Si les recommandations nationales préconisent une durée de traitement antibiotique comprise entre 6 semaines et 3 mois dans le cas d’une infection prothétique, les critères de décision ne sont pas clairement établis. Or des études récentes suggèrent qu’une durée plus courte pourrait aider à réduire la durée d’hospitalisation et la fréquence des évènements indésirables. Une étude randomisée multicentrique française a donc été initiée pour comparer objectivement deux durées de traitement.

Méthodologie

DATIPO (Duration of Antibiotic Treatment in Prosthetic Joint Infection) est une étude multicentrique conduite auprès de patients adultes admis pour infection sur prothèses dans l’un des 28 centres participants entre novembre 2011 et janvier 2015. La nature du traitement antibiotique probabiliste et l’antibiothérapie (ATB) après résultats microbiologiques étaient choisis par les praticiens, sur la base des recommandations françaises ou américaines, mais ils ne décidaient pas de la durée (6 ou 12 semaines) choisie par randomisation. Le suivi était maintenu 2 ans.

Principaux résultats

Dans cette étude, 410 patients ont été recrutés (68% d’hommes, 69 ans en moyenne). La durée moyenne d’évolution des signes infectieux avant la prise en charge chirurgicale était de 17,5 jours. La prise en charge chirurgicale avait principalement consisté en un lavage articulaire (41,3%), un changement prothétique en 1 ou 2 temps (37,1% et 21,5%). Les antibiotiques probabilistes les plus prescrits en relais étaient la rifampicine et les fluoroquinolones.

Une infection persistante est survenue chez 35 des 193 patients (18,1%) dans le groupe de 6 semaines et chez 18 des 191 patients (9,4%) dans le groupe de 12 semaines (différence de risque, 8,7 points de pourcentage [1,8-15,6]). La non-infériorité n'a donc pas été démontrée. La non-infériorité n'a pas non plus été démontrée dans les analyses per-protocole et de sensibilité. Nous n'avons trouvé aucune preuve de différences entre les groupes en ce qui concerne le pourcentage de patients dont le traitement a échoué en raison d'une nouvelle infection, d'un échec probable du traitement ou d'événements indésirables graves.
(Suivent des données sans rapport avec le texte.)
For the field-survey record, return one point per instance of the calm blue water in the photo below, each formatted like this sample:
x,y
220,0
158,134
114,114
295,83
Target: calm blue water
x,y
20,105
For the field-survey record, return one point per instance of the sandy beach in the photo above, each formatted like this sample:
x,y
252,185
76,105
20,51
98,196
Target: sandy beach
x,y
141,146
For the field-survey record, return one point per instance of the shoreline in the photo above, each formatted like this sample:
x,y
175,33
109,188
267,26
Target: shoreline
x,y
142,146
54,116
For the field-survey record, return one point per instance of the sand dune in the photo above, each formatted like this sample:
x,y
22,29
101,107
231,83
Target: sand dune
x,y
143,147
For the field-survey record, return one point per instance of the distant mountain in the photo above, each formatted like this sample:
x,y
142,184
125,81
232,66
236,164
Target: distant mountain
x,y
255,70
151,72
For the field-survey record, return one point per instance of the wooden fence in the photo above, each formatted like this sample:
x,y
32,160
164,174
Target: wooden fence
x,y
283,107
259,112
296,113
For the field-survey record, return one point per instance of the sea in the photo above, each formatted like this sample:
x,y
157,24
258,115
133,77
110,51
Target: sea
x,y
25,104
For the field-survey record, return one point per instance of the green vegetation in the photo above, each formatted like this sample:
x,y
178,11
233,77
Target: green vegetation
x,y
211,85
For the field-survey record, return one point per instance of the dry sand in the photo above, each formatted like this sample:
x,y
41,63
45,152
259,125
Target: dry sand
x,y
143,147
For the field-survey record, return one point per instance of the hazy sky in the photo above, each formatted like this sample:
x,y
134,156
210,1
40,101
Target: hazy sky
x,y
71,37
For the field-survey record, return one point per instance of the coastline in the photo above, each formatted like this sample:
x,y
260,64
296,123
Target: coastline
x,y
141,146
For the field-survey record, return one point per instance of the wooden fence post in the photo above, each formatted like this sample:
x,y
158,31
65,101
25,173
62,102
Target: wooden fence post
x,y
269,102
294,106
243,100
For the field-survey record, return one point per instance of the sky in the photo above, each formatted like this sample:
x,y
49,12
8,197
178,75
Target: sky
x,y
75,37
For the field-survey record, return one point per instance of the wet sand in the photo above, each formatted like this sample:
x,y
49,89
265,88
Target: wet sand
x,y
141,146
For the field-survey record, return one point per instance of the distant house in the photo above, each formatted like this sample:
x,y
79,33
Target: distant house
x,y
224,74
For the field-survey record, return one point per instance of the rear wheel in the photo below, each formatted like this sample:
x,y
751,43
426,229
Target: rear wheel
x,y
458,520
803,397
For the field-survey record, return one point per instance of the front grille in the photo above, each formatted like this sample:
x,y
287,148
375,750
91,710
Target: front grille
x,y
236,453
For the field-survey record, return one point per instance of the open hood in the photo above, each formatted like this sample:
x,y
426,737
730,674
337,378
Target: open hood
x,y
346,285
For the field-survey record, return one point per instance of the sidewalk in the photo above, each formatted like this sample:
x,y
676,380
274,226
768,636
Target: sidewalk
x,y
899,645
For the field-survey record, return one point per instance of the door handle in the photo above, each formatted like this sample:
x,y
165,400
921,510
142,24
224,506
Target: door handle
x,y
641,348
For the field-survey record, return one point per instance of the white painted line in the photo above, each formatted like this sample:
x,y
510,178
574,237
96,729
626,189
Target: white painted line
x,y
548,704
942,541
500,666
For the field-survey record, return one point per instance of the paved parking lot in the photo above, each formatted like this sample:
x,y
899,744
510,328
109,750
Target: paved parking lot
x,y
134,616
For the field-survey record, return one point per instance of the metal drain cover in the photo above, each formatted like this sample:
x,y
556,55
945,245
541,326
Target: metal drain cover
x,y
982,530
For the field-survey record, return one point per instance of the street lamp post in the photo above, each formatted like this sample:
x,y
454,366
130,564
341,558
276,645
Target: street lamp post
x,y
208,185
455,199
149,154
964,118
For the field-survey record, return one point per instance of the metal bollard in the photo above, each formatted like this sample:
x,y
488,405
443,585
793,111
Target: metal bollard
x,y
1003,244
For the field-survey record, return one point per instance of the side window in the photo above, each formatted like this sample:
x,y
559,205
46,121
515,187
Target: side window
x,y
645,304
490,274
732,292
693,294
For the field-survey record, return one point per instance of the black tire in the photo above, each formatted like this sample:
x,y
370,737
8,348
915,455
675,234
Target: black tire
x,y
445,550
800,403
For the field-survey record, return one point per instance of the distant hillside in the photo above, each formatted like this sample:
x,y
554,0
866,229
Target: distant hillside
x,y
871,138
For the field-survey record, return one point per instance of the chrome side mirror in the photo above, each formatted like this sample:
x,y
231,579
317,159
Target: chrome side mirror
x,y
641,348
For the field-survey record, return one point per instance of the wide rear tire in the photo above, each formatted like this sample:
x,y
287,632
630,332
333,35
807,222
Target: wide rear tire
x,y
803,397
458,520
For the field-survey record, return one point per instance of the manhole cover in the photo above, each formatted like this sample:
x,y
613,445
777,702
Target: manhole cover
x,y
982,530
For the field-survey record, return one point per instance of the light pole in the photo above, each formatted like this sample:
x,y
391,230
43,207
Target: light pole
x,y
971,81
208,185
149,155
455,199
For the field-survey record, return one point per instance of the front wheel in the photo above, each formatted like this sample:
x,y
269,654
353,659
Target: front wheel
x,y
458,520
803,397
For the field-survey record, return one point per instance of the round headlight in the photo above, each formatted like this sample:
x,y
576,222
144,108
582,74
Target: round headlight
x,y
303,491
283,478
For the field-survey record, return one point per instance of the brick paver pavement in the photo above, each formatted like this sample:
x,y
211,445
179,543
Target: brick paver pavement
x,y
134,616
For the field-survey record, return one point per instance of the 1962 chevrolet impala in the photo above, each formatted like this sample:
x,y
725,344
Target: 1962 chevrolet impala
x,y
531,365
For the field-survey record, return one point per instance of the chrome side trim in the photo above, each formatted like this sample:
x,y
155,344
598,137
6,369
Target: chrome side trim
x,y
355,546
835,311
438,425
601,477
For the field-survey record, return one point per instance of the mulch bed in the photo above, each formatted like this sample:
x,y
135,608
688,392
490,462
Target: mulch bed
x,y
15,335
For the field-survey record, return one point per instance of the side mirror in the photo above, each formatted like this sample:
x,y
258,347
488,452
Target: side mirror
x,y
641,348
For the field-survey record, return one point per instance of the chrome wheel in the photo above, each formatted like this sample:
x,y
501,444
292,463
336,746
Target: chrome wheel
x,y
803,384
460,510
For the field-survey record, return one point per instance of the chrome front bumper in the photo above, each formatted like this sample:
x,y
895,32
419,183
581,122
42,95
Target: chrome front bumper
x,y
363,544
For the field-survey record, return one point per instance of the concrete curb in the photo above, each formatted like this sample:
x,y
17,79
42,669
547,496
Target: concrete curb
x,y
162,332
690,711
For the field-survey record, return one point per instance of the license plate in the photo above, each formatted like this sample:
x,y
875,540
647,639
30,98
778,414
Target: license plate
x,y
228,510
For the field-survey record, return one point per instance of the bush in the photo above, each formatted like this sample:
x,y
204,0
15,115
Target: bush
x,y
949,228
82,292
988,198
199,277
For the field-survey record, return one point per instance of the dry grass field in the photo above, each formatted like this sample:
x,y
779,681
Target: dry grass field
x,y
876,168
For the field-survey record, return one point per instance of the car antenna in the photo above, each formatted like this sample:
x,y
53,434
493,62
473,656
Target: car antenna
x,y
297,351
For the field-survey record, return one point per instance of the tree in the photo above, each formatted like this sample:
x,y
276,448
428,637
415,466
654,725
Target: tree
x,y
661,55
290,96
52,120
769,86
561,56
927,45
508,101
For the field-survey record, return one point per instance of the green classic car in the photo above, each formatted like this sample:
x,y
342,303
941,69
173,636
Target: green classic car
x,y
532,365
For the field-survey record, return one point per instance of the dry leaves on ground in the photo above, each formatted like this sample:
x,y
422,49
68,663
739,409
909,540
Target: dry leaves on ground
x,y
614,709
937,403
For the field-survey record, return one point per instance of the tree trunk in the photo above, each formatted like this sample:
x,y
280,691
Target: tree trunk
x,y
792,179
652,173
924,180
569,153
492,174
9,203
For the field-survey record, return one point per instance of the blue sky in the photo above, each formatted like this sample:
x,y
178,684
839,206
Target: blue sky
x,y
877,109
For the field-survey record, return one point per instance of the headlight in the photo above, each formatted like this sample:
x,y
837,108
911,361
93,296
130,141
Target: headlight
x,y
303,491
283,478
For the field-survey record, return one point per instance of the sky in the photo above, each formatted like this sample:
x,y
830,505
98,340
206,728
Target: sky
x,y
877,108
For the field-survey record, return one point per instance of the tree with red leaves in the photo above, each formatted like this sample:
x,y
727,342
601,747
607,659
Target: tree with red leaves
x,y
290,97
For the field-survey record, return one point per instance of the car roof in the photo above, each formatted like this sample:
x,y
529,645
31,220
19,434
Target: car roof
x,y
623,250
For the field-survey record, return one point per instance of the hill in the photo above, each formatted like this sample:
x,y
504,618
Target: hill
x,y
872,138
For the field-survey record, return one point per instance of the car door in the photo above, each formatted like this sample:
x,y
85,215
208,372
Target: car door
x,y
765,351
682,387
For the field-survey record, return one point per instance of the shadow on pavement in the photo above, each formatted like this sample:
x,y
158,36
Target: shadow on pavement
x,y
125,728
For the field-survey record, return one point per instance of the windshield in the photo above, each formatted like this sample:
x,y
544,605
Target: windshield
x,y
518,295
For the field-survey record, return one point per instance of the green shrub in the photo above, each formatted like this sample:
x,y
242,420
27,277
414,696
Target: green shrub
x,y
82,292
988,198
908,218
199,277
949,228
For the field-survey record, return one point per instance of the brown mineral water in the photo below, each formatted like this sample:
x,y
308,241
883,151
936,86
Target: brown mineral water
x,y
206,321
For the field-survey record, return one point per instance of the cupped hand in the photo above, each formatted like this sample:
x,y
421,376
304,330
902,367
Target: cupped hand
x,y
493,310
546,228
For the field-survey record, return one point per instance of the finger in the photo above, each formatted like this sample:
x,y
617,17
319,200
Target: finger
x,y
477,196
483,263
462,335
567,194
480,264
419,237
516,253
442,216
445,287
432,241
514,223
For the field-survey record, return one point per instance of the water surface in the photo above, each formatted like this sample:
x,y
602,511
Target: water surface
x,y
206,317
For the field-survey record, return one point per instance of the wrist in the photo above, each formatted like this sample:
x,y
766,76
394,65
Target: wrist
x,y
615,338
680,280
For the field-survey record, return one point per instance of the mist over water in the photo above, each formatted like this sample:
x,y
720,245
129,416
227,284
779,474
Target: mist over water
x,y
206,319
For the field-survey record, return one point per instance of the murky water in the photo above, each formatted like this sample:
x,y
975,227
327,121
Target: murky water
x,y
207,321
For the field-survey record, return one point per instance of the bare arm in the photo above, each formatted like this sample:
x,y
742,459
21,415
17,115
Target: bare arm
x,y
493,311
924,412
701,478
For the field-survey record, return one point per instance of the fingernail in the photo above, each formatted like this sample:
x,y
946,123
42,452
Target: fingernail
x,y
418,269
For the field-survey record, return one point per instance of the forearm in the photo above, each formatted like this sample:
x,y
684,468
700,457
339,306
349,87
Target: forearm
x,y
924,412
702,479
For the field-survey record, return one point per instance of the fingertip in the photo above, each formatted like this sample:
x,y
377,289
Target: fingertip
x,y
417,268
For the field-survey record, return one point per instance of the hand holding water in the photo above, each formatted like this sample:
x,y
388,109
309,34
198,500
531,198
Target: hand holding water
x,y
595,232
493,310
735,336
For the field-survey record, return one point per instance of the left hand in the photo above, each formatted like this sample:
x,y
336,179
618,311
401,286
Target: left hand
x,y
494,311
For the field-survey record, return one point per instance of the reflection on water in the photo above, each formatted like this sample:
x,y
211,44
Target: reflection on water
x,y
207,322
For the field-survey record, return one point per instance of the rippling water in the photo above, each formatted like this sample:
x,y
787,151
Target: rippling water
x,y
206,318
Un échec thérapeutique (infection persistante, critère principal d’évaluation) était observé chez 18,1% des patients sous ATB 6 semaines contre 9,4% sous ATB 12 semaines. Les critères de non-infériorité n’étaient pas vérifiés, y compris après ajustement sur les variables à partir desquelles les patients ont été stratifiés lors de la randomisation. Aucune analyse en sous-groupe n’a permis d’identifier des profils pour lesquels une durée plus courte pourrait conduire à un critère principal d’évaluation non inférieur à une durée de 12 semaines d’ATB.

Parallèlement, la durée d’hospitalisation avait été identique dans les deux groupes (14 jours et 13 jours respectivement), tandis que les évènement indésirables sérieux étaient aussi nombreux durant le suivi dans les deux groupes, les évènements non graves étant plus fréquents dans le groupe ATB 12 semaines (59,7% vs 47,3%).